Steve Kuhn & Gary McFarland

The October Suite

Impulse

Der Komponist, Arrangeur und Vibraphonist Gary McFarland kam erst relativ spät zur Musik, galt aber nichtsdestotrotz als Wunderkind. 1961 erlebte er seinen Durchbruch und verstarb nur zehn Jahre später 38-jährig unter nie ganz geklärten (drogenbeschwipsten) Umständen. Für den jungen versierten Pianisten Steve Kuhn stellte McFarland im Herbst 1966 einen ungewöhnlichen musikalischen Rahmen bereit: auf der LP-A-Seite (Tracks 1-3) wurde ein Jazz-Trio – neben Kuhn noch Ron Carter (b) und Marty Morell (d) – mit einem Streich-Quartett kontrastiert, auf der LP-B-Seite (Tracks 4-6) mit einer Harfe und drei Holzbläsern.
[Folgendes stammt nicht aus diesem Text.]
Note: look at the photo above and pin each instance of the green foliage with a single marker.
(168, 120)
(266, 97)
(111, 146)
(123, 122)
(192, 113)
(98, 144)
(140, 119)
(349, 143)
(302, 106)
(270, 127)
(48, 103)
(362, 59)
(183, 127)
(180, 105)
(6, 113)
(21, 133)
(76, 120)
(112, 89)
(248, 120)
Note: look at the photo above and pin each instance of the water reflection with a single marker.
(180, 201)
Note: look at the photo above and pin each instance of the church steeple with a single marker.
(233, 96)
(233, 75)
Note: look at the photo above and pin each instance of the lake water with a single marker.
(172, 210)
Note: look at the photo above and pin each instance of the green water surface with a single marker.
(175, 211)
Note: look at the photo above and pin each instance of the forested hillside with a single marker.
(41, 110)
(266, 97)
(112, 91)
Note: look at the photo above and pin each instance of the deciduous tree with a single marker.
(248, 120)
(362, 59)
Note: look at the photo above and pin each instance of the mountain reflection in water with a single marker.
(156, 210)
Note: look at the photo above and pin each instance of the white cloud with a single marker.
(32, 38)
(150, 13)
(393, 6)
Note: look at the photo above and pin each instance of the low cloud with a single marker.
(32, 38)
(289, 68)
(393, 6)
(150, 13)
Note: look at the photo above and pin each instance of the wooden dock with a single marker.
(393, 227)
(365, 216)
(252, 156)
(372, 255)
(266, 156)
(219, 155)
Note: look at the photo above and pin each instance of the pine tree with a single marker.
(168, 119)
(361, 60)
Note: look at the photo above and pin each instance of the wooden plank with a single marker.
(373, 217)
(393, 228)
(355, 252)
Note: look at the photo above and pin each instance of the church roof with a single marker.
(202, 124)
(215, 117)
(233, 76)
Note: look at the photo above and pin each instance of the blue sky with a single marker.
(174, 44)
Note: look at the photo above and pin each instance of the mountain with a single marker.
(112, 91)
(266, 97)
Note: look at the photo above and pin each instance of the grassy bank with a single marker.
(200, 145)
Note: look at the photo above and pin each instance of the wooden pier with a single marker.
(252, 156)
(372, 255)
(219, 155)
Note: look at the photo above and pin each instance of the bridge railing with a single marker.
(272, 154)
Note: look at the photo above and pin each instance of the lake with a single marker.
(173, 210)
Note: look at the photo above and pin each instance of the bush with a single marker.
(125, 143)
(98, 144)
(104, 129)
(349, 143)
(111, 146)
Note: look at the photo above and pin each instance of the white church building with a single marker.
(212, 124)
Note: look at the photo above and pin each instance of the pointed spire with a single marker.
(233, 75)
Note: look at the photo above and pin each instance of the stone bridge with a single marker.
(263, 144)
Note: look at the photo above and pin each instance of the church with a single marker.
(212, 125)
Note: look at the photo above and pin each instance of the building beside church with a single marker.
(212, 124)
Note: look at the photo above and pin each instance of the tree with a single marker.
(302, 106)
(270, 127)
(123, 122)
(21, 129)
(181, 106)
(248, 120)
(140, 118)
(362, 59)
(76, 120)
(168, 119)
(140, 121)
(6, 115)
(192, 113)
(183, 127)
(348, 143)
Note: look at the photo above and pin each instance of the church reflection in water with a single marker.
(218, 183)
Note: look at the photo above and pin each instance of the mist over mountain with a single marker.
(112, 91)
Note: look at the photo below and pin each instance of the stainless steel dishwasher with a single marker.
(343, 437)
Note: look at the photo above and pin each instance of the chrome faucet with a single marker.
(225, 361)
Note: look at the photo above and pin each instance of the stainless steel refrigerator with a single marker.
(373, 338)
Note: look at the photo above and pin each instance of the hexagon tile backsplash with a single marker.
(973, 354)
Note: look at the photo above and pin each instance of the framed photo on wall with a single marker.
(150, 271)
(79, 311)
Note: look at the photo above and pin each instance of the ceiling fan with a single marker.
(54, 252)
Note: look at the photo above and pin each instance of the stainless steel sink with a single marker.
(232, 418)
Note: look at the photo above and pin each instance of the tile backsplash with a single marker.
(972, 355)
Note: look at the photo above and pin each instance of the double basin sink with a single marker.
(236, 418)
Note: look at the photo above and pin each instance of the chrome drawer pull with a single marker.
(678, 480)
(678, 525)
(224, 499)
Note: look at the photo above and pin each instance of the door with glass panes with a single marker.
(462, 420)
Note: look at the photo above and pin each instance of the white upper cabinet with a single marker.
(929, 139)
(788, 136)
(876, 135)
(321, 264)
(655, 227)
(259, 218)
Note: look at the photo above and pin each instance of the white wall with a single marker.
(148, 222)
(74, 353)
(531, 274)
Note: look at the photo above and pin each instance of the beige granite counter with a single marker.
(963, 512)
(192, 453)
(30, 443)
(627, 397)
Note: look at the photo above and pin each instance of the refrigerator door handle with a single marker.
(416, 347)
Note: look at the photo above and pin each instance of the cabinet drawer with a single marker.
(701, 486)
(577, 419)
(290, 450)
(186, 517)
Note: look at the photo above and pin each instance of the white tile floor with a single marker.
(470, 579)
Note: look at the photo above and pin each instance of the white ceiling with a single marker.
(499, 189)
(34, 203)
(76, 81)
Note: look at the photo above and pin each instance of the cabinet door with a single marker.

Der eher spärliche Einsatz des Klassik-Idioms sorgt dabei für eine manchmal spröde aber immer faszinierend-eigenwillige Atmosphäre. Bisher war diese melancholische Third-Stream-Extravaganz nur als sauteurer Japan-Import erhältlich, das europäische Re-Issue gibt???s remastered und im schnuckeligen LP-Lookalike-Kartoncover – und erfreulicherweise auch zu einem sehr vernünftigen Preis.